A short history of motorcycle sport in the UK
Putting the evolution of motorcycle competition into perspective

When motorcycles started to become a popular means of transport at the beginning of the 20th Century, it was predictable (boys being boys) that competition would start amongst the riders and manufacturers. Those early competitions were intended to demonstrate the rider's skill and the reliability of these new fangled contraptions to encourage the public to ride motorcycles as a safe and dependable means of transport.

Trials and hill climbs were the most widespread competitions. These were held on public roads, and in fact members of the public often 'tagged along' with an event, predictably getting in the way. As there was no way of controlling the spectators, there was no means of charging them, so it was unavoidably an amateur sport.

The Isle of Man provided a rare opportunity to close public roads and run a straightforward 'first past the post is the winner' race. The first TT was held in 1907, the same year that Brooklands opened in Surrey, though the first motorcycle event wasn't until the following year. Through the 20s & 30s generally the machines raced at Brooklands were the most powerful models available, making it a somewhat 'elite' branch of the sport.

After WWI, and through the early 1920s, trials and hill climbs were still the main form of motorcycle competition, apart from the annual outing to the TT Races. The first Victory Trial in 1919, to celebrate the end of the war, was won by Gus Kuhn.
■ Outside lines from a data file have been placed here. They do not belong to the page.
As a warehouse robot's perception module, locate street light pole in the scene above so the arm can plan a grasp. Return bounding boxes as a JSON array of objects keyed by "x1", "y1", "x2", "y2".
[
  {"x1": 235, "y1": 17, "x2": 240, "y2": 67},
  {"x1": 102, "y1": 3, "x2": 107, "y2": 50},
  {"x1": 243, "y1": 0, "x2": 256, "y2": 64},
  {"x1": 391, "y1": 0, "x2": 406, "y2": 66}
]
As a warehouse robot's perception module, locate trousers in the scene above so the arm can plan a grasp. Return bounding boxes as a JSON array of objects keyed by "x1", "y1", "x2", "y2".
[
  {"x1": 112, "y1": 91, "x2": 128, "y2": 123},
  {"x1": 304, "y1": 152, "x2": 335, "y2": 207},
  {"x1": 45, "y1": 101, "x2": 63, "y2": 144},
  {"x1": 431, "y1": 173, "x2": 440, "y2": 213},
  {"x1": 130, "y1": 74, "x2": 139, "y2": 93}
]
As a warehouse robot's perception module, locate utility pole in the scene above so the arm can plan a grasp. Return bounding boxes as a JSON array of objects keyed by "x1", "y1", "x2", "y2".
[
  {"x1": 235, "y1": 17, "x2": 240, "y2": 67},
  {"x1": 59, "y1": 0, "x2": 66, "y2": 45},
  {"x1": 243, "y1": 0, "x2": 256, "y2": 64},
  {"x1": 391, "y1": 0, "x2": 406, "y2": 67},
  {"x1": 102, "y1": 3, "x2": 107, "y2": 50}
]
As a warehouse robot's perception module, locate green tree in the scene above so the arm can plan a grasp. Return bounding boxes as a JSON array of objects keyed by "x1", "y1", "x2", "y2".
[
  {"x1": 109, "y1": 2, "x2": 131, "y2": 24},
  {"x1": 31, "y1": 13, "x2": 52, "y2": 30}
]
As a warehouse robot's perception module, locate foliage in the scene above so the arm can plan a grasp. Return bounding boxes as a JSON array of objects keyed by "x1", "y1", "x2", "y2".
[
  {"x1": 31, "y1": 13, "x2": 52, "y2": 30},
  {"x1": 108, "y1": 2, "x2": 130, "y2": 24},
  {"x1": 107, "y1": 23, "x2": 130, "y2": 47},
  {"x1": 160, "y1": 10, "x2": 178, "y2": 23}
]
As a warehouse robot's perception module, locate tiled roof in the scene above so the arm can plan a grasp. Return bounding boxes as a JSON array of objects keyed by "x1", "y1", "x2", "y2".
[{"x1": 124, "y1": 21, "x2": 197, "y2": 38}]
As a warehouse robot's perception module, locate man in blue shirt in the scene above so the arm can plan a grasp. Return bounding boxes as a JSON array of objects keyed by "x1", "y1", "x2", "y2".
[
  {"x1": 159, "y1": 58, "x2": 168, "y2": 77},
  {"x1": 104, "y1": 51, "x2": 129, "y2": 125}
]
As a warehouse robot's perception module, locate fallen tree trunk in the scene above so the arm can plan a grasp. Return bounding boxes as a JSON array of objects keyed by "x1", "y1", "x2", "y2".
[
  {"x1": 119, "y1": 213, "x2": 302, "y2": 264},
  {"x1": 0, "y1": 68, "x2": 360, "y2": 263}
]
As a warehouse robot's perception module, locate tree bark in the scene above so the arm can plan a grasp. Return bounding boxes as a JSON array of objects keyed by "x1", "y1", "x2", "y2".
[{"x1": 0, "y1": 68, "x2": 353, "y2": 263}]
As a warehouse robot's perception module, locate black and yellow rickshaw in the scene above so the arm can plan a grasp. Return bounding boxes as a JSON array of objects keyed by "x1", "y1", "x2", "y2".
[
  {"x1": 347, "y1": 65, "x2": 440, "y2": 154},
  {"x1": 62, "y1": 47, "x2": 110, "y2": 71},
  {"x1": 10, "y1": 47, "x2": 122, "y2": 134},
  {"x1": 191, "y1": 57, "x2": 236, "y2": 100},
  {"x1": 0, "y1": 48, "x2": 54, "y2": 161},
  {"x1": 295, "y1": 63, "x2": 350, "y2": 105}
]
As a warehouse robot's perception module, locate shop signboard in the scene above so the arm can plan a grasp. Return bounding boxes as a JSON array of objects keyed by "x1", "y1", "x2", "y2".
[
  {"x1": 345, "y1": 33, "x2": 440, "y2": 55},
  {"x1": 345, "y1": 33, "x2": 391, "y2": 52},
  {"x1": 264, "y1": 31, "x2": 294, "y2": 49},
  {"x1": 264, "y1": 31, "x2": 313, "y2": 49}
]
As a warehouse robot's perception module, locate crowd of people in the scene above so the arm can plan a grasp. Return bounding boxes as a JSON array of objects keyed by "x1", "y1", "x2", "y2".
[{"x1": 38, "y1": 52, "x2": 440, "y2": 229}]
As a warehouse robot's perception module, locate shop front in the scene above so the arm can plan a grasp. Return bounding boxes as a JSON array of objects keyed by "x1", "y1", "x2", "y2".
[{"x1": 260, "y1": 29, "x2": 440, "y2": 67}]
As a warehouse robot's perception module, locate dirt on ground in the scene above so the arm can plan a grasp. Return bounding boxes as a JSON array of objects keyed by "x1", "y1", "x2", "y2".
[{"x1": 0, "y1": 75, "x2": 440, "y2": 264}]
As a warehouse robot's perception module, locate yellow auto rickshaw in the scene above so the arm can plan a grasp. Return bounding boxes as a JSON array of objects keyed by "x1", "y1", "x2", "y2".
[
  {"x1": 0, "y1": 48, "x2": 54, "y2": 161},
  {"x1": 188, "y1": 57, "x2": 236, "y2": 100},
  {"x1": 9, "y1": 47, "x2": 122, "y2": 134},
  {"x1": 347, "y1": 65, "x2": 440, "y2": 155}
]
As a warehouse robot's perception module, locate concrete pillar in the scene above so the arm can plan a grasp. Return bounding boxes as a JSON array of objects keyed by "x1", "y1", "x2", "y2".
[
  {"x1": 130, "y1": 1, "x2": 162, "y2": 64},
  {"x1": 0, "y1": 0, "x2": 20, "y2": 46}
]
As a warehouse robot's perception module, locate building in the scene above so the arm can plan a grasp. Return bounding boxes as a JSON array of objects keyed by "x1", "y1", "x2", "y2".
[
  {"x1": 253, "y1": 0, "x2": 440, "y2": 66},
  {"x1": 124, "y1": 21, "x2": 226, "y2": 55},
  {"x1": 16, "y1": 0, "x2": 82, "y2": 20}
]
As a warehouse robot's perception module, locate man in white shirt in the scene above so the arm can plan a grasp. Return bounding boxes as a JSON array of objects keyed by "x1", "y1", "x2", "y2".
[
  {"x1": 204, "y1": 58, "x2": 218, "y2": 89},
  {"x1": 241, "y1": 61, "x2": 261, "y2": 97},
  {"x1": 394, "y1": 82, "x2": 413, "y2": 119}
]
These events continued to attract large entries and huge crowds but as road traffic increased the RAC and ACU had to give way to public pressure and a ban on speed events on the public highways was introduced in 1925.

Events went off road and the name 'scramble' was coined. This also gave the opportunity to charge spectators, bringing more money into the sport. Grass track racing became popular (a misnomer - after the bikes have done a couple of laps, there's no grass left!). They tried Gymkhanas too, with novelty events like football matches and surfing. In 1927 races were held around the 'paths' in the grounds of Crystal Palace and these proved to be very popular with the public. Similar events were held at a small number of other venues around the country in the 30s.

Meanwhile, in Australia and America they had been racing motorcycles around cinder covered oval circuits and early in 1928 they tried it at High Beech in Essex. It was a huge success, and dirt track racing swept across the country. Fifty speedway venues opened in the UK in 1928, which indicates the promoters' confidence in the public's demand for the thrills and spills of speedway. They were probably quite cheap and easy to set up bearing in mind that the surface was only cinders or shale and Health and Safety Regulations were not what they are today.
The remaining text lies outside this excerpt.